Eva came from a small village in France. When she was in her mid twenties, in the first decade of the 20th century, she ran away to Paris to escape an arranged marriage and make her fortune. She managed to snag a job as a seamstress, at the Moulin Rouge. She is portrayed as an ingénue who somehow worked her way into the upper echelons of the society of artists and authors, and began to travel in their circles, often attending the coveted salons of Gertrude Stein.

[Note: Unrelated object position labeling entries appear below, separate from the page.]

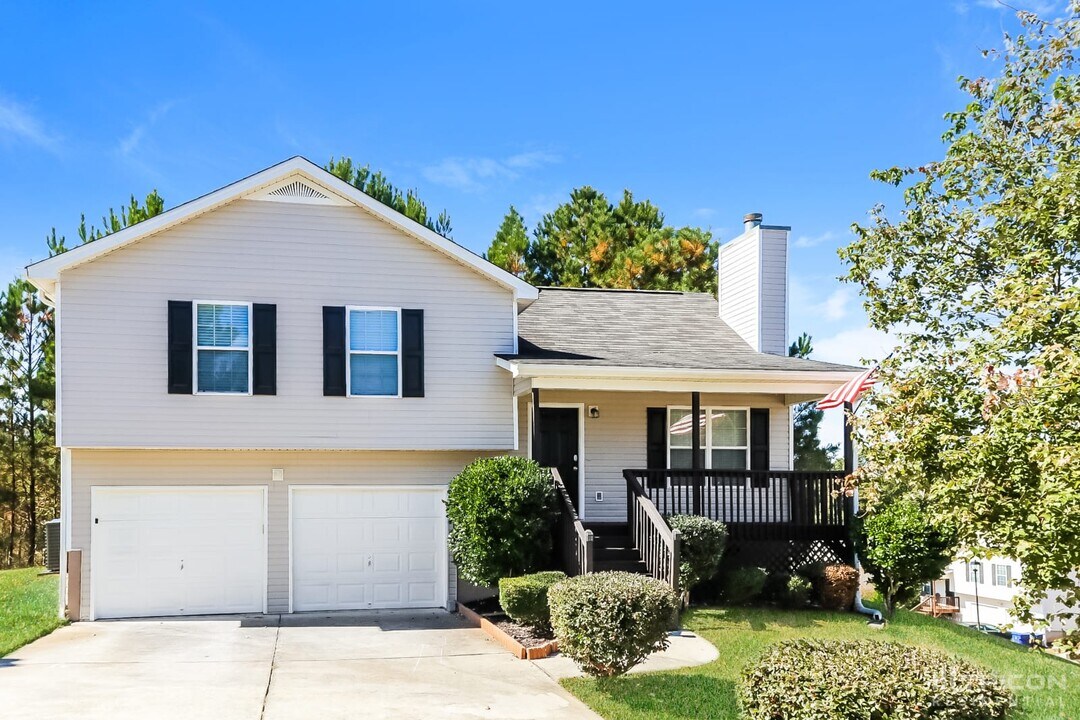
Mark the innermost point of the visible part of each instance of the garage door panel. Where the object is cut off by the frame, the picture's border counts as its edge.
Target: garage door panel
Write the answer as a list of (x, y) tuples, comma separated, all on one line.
[(383, 555), (177, 551)]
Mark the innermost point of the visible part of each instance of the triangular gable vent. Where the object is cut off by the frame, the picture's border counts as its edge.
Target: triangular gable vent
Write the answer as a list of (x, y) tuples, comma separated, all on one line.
[(298, 191)]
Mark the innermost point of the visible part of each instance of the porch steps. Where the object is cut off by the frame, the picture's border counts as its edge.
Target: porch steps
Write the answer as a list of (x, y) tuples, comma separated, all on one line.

I did not find the rendering of Eva Gouel credible. For someone who was supposed to be a naïve country girl, she simply seemed far too sophisticated. The repartee between the well known and accomplished Picasso, and his friends, and the supposedly artless young woman, Marcel Umbert, seemed too cultivated to ring true. Much of the dialogue was repetitive. She loved him, he loved her, he was devoted, she was devoted; they were in love. It never went further than that for me. It was simply too long and never ended with a satisfying idea of what their real relationship might have been. She gave up her virtue so easily, I was surprised, given the era and her background. It is mostly speculation and I didn’t feel captured by the author’s theories, which for me simply didn’t ring true. I could not tell which part of the narrative might be real and which was manufactured; I realize now, that was because most of it was manufactured. While the author tried to follow the timeline of events, she had little information on the relationship between Pablo and Eva and less on Eva Gouel, herself.
There is no doubt that Eva Gouel, if she was “ma jolie”, had a profound influence on Picasso for her brief time on earth, but I felt the author gave her too much credit for sophisticated reasoning on the subjects of art and writing, or too much credit for being naïve when she may have been more cunning than she appeared, and not enough credit for her simple beauty which captured the eye of the painter known as Pablo Picasso.

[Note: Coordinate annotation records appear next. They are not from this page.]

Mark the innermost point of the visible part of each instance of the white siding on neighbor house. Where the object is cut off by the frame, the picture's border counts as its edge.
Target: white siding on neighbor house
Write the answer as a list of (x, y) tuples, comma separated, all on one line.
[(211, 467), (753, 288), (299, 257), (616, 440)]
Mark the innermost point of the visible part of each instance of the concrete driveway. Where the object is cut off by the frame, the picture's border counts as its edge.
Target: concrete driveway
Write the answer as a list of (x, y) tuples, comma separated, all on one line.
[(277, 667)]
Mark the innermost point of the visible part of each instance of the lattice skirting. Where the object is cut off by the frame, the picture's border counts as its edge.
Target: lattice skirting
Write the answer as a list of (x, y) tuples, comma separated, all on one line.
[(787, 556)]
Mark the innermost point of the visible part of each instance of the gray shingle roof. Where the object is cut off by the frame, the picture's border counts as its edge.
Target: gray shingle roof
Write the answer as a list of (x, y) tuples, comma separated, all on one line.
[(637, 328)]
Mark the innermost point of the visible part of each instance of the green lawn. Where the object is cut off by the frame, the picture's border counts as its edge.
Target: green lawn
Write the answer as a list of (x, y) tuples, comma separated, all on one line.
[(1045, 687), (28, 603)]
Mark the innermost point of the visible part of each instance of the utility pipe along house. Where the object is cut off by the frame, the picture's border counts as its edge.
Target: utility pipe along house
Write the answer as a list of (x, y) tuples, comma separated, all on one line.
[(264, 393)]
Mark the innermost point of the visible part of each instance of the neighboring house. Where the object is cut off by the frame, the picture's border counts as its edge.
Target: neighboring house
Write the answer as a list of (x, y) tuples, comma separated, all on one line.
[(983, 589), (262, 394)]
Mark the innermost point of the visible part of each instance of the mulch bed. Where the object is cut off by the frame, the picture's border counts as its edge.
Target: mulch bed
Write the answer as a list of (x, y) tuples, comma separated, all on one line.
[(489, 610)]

There was the usual famous name-dropping as there is in most books of this kind, and in addition to Stein and Toklas, we read about Maurice Chevalier, Cezanne, Georges Breck, and so many others.
I found the dialogue between characters to be trite and meaningless, at times. The book glamorized Picasso and over sexualized their relationship to create interest. I would have preferred more realistic suppositions that were more broadly described and intensely explored. The relationship seemed almost flighty at times, with Eva martyred and Picasso damned.
I suppose the reader will come away with the notion that Picasso was a womanizer and that Eva was his angel. If that was her purpose, the author succeeded, but she could have achieved that goal in far fewer words. I wondered, at the end, who was the real Madame Picasso in this book?